I read How to Be an Antiracist first. This book is brilliant, tightly reasoned, and introspective. As I read, I found myself diving into my own self-reflection, then coming up for air to learn more about Kendi’s ideas. Kendi’s willingness to share his own intellectual and emotional journey impels the reader to their own, sometimes painful, self-examination.
Stamped from the Beginning is a history of racist ideas, and addresses questions like, Where did the anti-black racist ideas that bedevil American society come from? How did they develop and why? What makes them so powerful and persistent? Tracing the origins of these ideas from the beginnings of the European trade in enslaved African people, Kendi draws on the lives of five significant figures from American history to help us understand these questions, beginning with Puritan minister Cotton Mather (1663 – 1728) and concluding with activist Angela Davis (1944 – ).
On a personal, visceral level, I can’t imagine the amount of stamina and determination that Kendi must have summoned as he spent years immersed in these repugnant, raw, and ugly justifications for the inhumanity of slavery, Jim Crow, and modern-day discrimination in his study of racist ideas. But he concludes that “racial inequality is a problem of bad policy, not bad people.” He says that racist ideas are rooted in the attempt to justify self-interested choices that have racist effects. So, for example, the expedient of kidnapping and enslaving people to provide cheap, expendable labor resulted in the need to reconcile these immoral actions with the Christian faith professed by most of the enslavers. From this, the huge, teetering edifice of anti-black racist thought in America evolved.
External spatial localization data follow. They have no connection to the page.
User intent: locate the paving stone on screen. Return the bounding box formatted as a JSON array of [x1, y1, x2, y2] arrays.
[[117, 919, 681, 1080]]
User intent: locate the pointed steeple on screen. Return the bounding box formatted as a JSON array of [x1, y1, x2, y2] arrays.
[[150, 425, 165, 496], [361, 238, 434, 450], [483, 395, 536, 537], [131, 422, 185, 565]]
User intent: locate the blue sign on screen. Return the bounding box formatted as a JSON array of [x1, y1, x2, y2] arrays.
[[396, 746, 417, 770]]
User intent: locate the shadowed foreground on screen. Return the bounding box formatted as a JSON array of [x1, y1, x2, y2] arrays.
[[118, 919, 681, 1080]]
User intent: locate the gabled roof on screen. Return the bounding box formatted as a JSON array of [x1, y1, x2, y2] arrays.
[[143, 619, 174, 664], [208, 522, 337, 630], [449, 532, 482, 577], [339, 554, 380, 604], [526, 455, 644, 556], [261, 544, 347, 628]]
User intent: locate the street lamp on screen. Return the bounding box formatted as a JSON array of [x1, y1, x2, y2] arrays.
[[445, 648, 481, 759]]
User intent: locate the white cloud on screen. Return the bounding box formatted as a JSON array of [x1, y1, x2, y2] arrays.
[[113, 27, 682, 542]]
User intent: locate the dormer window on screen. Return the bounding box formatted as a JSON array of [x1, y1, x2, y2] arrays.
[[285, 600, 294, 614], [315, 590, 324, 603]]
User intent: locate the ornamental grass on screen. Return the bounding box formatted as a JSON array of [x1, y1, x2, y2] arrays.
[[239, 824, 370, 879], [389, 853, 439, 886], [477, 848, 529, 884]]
We are often taught the Enlightenment notion that beliefs shape thoughts which result in actions–the ideal of reason as the basis of action. But Kendi’s history of racist ideas reveals that this gets it exactly backwards. As you look at the sweep of history, human beings make choices and then develop thoughts and beliefs to justify them. Along those lines, I think of Aleksandr Solzhenitsyn’s dictum that ideology is what allows people to do things they know are wrong. To the contrary, for good or ill, it seems that acts ultimately create ideology, or at least reinforce it.
Kendi says that “a racist idea is any idea that suggests one racial group is inferior or superior to another racial group in any way” and an antiracist idea is essentially the opposite. He proposes that, in a racist society, it is not possible to be “non-racist” in the sense of being “colorblind” or neutral as regards to race. Instead, the alternative to racism is antiracism. Further, all of us hold some measure of racist and antiracist ideas and attitudes, so to become more fully antiracist requires constant self-reflection and struggle.